One weekend, the feared “big event” arrived – our primary data center was flooded by some kind of pipe failure. Operations stopped dead. Yet, we didn’t fail over to our backup site, as almost everyone would have expected, because somebody asked a simple question – how do we come back?

The secondary site was clearly a temporary – understaffed and underpowered to do what we needed to do on a long-term basis.

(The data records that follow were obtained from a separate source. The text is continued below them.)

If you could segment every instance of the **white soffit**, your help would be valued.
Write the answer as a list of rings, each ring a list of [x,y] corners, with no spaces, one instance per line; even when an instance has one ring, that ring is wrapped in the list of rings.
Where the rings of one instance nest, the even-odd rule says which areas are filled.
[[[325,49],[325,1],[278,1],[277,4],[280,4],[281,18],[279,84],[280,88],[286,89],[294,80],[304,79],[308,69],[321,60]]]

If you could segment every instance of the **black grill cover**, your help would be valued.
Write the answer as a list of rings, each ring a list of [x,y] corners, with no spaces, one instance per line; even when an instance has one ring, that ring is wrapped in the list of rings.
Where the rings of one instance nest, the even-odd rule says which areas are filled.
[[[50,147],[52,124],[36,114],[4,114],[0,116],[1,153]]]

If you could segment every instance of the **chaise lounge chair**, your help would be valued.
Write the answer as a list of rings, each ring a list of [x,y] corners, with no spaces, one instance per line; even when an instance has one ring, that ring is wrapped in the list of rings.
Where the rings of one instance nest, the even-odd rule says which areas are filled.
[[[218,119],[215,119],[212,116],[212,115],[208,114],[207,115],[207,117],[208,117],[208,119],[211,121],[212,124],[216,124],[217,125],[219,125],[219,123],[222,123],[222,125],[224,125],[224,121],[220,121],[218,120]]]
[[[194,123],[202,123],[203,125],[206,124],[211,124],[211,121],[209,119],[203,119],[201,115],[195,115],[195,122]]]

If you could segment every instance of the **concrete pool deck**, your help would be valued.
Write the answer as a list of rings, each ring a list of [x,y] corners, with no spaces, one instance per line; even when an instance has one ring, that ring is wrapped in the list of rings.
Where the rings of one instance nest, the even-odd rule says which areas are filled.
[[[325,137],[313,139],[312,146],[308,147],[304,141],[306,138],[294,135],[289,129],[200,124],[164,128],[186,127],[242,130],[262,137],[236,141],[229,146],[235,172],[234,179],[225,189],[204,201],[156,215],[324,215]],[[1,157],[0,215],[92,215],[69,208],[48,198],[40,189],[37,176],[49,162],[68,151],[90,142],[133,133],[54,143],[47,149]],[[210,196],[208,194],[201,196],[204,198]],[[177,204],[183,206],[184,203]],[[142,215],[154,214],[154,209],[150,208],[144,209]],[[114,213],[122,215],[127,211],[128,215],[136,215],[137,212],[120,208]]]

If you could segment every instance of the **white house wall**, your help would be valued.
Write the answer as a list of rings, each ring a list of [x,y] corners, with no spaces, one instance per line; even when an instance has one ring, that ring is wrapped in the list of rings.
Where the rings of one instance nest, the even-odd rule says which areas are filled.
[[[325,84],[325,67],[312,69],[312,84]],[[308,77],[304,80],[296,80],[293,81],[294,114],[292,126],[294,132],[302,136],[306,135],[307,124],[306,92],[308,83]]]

Using it was always assumed to be a sprint – a temporary burst of effort that would soon subside. (Imagine the cost of having it be otherwise, and the meter on said cost going up for year after uneventful year.) Such an arrangement requires some plan for ending the sprint, and coming back to the normal production site as expediently as possible.

We had never practiced coming back.

Fortunately for us, the outage happened at a low period in our monthly cycle, where we could skate by with a few days of downtime. (If it had happened a week earlier or a week later, then millions of people wouldn’t have gotten paid, and you would have heard about it on the six o’clock news.) So, rather than move things over to a temporary platform and then moving them back just in time for our big rush, we just waited for the primary site to be made available again. In many ways, this was bad, but the higher-ups decided that it was better than the risks we would run by failing back without strong, tested processes right before our busy time. (The risks would have been nasty things like overpayments, missed payments, erroneous payments, etc.)

So, we sat tight, twiddled some thumbs, and waited out the outage while the people at the primary data center worked like lunatics in order to restore it in time. Our often-practiced disaster recovery plan had proven to be a failure, not because we couldn’t handle a disaster, but because we couldn’t handle returning to normal in a reliable and predictable way.

So, if your disaster recovery plans include failing over to an alternate location or even alternate hardware, make sure they also specify what happens after the clouds lift, and practice those things too. The middle of a disaster is not the time to be sorting out those kinds of details.